Clearly, I am bullish on the Bell & Ross BR 03-92 Diver. It was one of the funnest recent watches I’ve had the chance to wear for an extended period of time, and I can’t really say I can find any actual complaints about it. There are a couple of things I can think of, however, that Bell & Ross could do to further sweeten the deal. First, ceramic bezel inserts are more scratch-resistant, and are becoming practically standard these days, which makes aluminum inserts start to feel less premium. Second, it is possible to have 300m water resistance on a watch with a display caseback, and that would increase the value, interest, and user experience for the Bell & Ross BR 03-92 Diver. The solid caseback, though, is probably also helpful for protecting the movement from magnetic fields. Last, adding something in the movement department, like COSC certification, for instance, would further kick it all up a notch. All of these things would probably also be reasons to increase the price, of course.
The Swiss automatic movement inside is the perfectly appropriate, reliable, and common Sellita SW300-1 (“BR-CAL.302”). Power reserve of 42 hours, operating at 4Hz… you know the specs. The screw-down crown is coated with rubber and easy to grip with a solid and smooth-as-butter winding feel. I like the rubber on the crown, but I wonder how rubber elements such as this on watches will hold up over time. The strap is also rubber, is soft and comfortable, and has a suitably giant steel buckle. I like rubber straps but wonder what the Bell & Ross BR 03-92 Diver would look like on a steel bracelet.
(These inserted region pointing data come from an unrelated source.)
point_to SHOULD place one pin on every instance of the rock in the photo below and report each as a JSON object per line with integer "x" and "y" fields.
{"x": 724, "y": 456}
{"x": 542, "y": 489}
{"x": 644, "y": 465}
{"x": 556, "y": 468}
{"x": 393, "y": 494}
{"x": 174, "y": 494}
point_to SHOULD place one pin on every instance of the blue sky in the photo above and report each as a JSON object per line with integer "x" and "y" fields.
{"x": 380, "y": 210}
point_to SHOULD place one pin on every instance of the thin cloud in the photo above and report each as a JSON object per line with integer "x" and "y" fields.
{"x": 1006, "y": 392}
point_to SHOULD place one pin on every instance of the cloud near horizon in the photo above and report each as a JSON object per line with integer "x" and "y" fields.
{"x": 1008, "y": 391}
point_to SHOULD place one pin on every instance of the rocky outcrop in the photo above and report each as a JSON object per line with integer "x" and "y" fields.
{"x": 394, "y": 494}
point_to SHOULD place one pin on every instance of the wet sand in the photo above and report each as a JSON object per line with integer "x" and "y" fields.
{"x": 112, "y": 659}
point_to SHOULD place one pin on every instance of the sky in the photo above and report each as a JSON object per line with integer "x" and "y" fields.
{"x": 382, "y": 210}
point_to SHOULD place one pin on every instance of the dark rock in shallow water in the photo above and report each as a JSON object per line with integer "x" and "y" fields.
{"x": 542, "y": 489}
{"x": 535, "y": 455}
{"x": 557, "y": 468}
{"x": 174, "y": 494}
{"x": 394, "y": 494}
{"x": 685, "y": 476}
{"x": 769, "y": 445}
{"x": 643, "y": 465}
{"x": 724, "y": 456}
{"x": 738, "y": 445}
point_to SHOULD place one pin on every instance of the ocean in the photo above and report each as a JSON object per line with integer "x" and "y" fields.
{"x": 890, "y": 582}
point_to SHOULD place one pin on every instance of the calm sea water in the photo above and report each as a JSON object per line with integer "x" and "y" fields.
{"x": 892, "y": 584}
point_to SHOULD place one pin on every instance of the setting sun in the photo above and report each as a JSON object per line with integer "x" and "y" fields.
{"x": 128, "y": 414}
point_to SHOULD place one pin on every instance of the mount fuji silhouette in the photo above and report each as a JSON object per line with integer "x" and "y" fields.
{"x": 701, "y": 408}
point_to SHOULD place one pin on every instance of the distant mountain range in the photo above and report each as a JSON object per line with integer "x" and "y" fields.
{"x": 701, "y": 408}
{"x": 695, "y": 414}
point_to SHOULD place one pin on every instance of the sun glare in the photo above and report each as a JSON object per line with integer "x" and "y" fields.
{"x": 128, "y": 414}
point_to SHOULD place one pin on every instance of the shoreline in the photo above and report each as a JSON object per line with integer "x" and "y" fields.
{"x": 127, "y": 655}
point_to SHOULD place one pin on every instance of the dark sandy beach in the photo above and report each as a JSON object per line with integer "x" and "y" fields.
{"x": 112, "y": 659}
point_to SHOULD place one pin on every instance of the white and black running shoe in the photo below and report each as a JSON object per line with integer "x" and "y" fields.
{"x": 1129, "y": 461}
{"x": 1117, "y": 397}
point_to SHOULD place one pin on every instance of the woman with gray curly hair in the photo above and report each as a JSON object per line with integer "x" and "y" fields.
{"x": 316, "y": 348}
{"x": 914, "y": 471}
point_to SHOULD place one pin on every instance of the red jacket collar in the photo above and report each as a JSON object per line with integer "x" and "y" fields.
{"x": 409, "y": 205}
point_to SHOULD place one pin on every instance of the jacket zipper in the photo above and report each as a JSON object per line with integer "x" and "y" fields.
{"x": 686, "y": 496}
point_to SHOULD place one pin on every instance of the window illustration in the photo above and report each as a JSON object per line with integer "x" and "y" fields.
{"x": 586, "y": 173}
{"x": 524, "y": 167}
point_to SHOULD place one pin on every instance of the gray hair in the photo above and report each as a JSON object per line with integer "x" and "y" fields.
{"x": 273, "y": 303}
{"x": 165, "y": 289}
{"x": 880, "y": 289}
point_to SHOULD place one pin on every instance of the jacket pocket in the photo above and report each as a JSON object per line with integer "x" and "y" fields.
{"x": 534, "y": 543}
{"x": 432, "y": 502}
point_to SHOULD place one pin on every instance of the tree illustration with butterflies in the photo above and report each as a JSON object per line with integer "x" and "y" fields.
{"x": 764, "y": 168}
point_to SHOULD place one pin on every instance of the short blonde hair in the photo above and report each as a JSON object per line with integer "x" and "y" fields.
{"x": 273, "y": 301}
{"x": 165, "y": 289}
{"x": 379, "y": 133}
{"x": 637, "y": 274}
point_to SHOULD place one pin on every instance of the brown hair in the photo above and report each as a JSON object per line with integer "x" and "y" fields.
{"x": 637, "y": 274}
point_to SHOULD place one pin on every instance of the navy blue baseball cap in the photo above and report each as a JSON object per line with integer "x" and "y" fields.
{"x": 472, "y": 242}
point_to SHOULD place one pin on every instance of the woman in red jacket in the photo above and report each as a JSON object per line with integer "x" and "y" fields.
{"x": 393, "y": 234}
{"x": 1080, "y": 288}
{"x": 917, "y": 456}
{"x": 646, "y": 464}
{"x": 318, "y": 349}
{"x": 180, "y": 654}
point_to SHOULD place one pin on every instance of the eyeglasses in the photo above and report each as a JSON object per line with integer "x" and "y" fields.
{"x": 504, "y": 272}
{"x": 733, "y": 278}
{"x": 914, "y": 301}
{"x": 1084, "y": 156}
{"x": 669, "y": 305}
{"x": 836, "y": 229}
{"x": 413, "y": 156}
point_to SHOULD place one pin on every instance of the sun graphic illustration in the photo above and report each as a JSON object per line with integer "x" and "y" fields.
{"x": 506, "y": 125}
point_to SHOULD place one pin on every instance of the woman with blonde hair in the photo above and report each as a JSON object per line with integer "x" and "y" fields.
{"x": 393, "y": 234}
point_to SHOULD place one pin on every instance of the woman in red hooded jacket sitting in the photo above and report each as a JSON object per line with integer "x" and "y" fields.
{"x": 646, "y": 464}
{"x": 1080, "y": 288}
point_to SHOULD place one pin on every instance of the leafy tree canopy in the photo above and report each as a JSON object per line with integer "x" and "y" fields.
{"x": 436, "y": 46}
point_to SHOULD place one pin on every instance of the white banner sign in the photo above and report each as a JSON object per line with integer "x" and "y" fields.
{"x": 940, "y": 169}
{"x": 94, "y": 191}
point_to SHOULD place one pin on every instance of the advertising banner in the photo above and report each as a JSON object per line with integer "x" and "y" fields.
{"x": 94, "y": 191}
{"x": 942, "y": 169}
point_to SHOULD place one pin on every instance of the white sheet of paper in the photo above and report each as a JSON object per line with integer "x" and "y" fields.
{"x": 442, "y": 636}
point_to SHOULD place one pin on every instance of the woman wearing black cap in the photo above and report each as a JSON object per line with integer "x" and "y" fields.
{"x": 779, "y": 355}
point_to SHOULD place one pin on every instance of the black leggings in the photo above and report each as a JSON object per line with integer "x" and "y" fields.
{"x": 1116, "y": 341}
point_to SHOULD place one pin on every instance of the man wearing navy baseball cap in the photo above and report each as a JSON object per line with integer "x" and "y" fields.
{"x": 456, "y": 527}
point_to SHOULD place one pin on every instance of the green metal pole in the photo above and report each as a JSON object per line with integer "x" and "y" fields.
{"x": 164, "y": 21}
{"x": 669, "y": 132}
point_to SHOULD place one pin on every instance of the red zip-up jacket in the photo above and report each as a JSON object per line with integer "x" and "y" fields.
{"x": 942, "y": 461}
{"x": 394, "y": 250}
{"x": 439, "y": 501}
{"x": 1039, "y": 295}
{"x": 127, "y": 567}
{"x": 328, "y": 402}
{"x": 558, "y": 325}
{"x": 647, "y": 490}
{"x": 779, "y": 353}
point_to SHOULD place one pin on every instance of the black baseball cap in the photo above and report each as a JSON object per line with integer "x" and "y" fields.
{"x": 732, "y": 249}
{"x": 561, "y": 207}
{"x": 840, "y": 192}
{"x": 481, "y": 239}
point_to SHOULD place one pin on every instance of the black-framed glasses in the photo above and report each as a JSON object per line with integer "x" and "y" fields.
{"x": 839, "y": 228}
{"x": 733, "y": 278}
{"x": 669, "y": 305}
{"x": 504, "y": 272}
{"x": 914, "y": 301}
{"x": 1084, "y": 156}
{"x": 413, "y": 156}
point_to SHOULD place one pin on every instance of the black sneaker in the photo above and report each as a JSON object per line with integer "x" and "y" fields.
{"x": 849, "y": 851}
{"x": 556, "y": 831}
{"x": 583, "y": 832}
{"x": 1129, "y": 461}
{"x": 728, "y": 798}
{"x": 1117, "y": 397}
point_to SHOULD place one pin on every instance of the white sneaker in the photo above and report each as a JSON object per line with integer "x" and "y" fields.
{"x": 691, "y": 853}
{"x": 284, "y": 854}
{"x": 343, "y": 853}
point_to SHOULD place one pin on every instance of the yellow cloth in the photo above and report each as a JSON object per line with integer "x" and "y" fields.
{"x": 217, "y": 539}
The caveat I have about the Bell & Ross BR 03-92 Diver is that it is clearly not an everyday wear. This is best for someone who has more than one watch for different occasions, but who regularly has moods that call for a more macho accoutrement (or you could actually use it to go diving, I suppose). After a few days of wearing it, it felt good strapping on an old 37mm favorite for a change. The Bell & Ross BR 03-92 Diver can fit well into even a small a collection as a watch that’s bolder and more distinctive than most other dive watches.